ThankthecatThankthecat North DevonPosts: 420
I'm aware I probably sound a complete dunce for asking this, but in my south facing garden one part of it is quite narrow (about 20ft across), with a 6ft fence at either side. The border against the eastern fence gets sun almost all day, but I'm a bit confused about what plants I should be choosing for the border against the western fence. From now until late September-ish it gets full sun until lunchtime but then is in deep shade for the rest of the day. There's no in-between! The soil is moist but free-draining. So what plants should I choose - sun lovers or shade lovers? 

Posts

  • ObelixxObelixx Vendée, Western FrancePosts: 27,555
    There's an in between - dappled or partial shade.   Go for plants that like that.
    "We don't stop playing because we grow old; we grow old because we stop playing." - George Bernard Shaw
  • Blue OnionBlue Onion Posts: 2,898
    As Obelixx said, partial shade lovers.  There is quite a list of nice plants to choose from.. those types of plants that are found naturally at the edges of woodlands.  Peony, foxgloves, etc.  Or you could go for cane fruit, like blackberries or boysenberries, etc.  
    Utah, USA.
  • Pete.8Pete.8 Billericay, EssexPosts: 8,487
    edited April 2018
    Like you I have a south facing garden and part of it has 6ft fence that faces east (so the fence is on the western side of the garden) and a border that varies between 6ft and 14ft.

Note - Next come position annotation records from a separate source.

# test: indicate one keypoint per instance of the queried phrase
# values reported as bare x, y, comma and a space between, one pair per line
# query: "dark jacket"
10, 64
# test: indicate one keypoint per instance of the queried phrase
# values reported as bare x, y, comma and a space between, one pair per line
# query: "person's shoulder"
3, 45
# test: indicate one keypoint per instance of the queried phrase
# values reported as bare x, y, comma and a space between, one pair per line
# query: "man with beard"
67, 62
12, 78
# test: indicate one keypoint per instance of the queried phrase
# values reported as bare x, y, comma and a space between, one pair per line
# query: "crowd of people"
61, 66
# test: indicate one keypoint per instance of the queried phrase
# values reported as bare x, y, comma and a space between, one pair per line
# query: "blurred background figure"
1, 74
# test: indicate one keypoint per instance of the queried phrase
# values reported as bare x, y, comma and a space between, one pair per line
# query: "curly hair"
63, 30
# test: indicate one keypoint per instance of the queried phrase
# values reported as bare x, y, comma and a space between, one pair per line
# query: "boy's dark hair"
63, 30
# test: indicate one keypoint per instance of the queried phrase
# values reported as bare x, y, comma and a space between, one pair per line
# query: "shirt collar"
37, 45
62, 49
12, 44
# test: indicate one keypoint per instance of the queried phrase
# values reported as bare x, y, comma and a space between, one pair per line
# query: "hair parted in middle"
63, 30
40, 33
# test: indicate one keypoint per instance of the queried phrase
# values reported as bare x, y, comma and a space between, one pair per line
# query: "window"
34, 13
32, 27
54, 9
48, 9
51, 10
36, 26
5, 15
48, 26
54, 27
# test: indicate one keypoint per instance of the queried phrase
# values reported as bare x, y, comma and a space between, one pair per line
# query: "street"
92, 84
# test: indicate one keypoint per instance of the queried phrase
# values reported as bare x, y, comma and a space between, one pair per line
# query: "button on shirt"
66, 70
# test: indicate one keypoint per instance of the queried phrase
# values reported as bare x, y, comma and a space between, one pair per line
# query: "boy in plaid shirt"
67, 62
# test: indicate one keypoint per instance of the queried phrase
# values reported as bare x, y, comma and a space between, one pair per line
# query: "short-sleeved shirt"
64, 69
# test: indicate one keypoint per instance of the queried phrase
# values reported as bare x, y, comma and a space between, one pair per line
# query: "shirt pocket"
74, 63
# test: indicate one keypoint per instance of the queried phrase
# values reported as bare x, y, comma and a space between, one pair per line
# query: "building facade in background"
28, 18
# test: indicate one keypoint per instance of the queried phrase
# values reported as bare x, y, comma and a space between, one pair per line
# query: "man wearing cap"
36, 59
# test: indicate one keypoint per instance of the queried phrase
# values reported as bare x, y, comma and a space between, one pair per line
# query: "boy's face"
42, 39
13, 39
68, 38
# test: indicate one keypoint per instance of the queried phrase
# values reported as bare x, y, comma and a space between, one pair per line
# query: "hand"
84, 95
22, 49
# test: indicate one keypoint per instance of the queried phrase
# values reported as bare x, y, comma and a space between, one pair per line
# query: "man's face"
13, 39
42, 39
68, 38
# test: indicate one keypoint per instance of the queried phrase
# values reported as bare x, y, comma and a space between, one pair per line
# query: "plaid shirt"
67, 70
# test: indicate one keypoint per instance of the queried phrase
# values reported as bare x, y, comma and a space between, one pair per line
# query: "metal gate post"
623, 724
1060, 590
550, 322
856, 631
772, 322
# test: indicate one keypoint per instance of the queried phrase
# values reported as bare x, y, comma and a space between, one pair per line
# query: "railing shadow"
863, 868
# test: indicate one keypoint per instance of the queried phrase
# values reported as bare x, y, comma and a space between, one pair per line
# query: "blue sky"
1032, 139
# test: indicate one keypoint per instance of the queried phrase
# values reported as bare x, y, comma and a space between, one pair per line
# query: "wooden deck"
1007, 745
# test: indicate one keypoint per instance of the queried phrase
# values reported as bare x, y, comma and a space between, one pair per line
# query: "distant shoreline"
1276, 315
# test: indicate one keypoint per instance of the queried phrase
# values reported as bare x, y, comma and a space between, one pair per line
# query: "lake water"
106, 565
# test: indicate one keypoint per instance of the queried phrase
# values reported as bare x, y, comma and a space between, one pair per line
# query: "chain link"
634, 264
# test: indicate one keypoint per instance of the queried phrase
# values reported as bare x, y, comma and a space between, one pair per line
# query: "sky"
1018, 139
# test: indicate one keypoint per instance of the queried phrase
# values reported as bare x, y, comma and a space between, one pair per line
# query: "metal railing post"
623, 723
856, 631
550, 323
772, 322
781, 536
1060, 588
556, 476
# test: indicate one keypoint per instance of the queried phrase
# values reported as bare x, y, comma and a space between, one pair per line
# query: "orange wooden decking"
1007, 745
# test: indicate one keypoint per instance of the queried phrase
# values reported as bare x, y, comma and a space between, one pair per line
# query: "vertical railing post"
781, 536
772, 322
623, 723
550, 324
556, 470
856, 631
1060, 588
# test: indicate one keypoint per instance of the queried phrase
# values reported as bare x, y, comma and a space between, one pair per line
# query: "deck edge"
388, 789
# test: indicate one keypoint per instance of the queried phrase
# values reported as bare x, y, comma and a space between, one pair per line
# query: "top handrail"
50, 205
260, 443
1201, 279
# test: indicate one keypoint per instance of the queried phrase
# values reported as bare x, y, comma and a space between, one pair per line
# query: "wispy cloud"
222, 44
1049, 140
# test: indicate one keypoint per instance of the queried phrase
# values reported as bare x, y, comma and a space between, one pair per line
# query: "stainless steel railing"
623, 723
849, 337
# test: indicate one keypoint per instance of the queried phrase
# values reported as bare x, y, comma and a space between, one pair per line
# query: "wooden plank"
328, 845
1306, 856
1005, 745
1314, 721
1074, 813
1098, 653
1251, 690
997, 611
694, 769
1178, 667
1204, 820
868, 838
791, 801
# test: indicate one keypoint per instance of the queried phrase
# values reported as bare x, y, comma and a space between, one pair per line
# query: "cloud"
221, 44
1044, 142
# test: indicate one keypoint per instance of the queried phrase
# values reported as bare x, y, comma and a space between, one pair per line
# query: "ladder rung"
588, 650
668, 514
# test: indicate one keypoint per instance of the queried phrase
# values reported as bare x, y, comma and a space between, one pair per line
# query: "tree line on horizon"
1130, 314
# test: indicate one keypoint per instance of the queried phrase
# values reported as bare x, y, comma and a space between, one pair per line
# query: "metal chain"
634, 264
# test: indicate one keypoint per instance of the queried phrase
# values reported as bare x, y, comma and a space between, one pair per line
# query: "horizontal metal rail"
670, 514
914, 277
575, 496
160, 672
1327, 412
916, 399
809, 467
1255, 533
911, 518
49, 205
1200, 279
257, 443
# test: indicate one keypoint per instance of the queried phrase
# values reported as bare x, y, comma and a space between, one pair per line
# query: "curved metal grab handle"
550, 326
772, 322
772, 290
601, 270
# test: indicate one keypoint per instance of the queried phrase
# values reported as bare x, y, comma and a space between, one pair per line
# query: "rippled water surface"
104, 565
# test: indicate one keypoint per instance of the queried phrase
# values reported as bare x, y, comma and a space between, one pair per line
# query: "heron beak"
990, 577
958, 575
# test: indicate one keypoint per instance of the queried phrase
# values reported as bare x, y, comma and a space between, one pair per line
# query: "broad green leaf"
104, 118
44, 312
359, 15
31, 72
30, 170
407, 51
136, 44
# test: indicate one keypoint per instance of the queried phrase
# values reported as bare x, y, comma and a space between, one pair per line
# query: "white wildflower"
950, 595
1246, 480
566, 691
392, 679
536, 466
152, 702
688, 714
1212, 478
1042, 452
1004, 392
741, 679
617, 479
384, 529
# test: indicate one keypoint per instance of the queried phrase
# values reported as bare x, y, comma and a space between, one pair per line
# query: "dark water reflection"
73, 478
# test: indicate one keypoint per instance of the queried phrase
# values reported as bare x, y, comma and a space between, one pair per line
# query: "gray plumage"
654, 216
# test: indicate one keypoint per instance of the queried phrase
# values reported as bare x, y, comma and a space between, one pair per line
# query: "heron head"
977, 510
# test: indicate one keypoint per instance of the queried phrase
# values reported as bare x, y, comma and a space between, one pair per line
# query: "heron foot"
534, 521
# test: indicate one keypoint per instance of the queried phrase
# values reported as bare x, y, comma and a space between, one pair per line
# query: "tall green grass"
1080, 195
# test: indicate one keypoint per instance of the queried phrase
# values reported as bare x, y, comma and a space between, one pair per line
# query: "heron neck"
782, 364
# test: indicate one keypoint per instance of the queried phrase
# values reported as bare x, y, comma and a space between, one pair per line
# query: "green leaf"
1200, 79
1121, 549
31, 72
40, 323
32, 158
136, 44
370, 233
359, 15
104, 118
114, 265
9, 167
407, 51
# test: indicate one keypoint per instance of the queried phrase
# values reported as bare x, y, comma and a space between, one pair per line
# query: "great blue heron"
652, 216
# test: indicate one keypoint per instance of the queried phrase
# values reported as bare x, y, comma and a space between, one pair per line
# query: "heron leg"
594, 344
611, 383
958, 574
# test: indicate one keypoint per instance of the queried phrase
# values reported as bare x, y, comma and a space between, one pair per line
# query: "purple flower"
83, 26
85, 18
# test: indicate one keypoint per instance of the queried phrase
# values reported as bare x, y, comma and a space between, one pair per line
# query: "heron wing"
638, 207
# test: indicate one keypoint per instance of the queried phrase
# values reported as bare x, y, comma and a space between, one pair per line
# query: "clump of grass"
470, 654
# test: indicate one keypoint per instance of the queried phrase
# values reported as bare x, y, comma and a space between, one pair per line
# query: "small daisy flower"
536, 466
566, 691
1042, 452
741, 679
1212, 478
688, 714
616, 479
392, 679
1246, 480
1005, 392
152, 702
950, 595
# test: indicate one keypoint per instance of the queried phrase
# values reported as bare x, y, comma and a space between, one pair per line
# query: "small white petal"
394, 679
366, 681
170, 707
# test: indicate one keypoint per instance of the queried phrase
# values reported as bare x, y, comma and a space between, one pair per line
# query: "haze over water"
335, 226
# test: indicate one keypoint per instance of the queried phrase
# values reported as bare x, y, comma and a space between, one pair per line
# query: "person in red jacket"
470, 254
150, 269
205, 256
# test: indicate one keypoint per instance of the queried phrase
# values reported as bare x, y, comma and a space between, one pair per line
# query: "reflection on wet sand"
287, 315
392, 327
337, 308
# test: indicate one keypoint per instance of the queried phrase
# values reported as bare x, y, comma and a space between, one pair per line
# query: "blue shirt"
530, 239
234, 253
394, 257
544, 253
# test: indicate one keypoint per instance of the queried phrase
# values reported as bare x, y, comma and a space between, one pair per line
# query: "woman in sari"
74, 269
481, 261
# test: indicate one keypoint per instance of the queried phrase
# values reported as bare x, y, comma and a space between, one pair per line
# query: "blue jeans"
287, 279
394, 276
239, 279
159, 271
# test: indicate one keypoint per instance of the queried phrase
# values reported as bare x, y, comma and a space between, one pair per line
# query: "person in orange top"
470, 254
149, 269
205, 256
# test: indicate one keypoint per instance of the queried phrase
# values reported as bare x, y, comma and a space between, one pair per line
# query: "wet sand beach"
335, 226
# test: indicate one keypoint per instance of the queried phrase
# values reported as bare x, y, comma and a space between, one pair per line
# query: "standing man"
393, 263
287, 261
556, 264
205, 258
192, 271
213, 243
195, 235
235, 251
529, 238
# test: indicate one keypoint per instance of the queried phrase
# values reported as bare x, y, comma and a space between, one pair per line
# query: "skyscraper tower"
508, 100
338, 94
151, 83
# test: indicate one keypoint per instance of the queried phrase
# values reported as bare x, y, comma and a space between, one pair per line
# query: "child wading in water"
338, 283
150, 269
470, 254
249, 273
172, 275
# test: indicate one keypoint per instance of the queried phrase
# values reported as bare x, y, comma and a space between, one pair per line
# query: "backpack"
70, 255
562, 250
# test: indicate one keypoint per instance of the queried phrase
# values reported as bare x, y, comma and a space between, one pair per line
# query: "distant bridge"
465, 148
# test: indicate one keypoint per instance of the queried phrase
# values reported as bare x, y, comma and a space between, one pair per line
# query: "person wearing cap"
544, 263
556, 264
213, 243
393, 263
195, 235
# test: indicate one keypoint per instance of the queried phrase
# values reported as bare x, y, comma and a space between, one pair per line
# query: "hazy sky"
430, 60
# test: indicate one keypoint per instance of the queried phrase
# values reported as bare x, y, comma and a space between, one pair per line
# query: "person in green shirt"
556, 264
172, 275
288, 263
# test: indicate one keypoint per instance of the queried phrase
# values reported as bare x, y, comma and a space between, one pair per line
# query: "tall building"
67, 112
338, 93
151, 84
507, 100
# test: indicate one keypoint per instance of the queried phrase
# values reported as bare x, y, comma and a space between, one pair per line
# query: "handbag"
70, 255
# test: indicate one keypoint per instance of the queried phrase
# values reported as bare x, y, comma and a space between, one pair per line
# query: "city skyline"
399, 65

    Most things seems to grow well.
    In the 6ft bit I've got several geraniums, bowmans root, penstemons, astrantia, 3 types of mock orange, veronica, campanula, phlox, astilbe, meadow rue and much more. I grow roses along the fence and they thrive
    I think most of the above are happy in sun or part-shade, so I don't think you're restriced
    Knowledge is knowing that a tomato is a fruit.
    Wisdom is not putting it in a fruit salad.
  • FireFire LondonPosts: 13,896
    edited April 2018
    The bed on the side that gets the morning sun will be generally a lot cooler. The afternoon bed will be warmer - both are not equal, even though they get equal light. If you are tempted to plant anything that might require full / lots of sun, plant it on the afternoon side.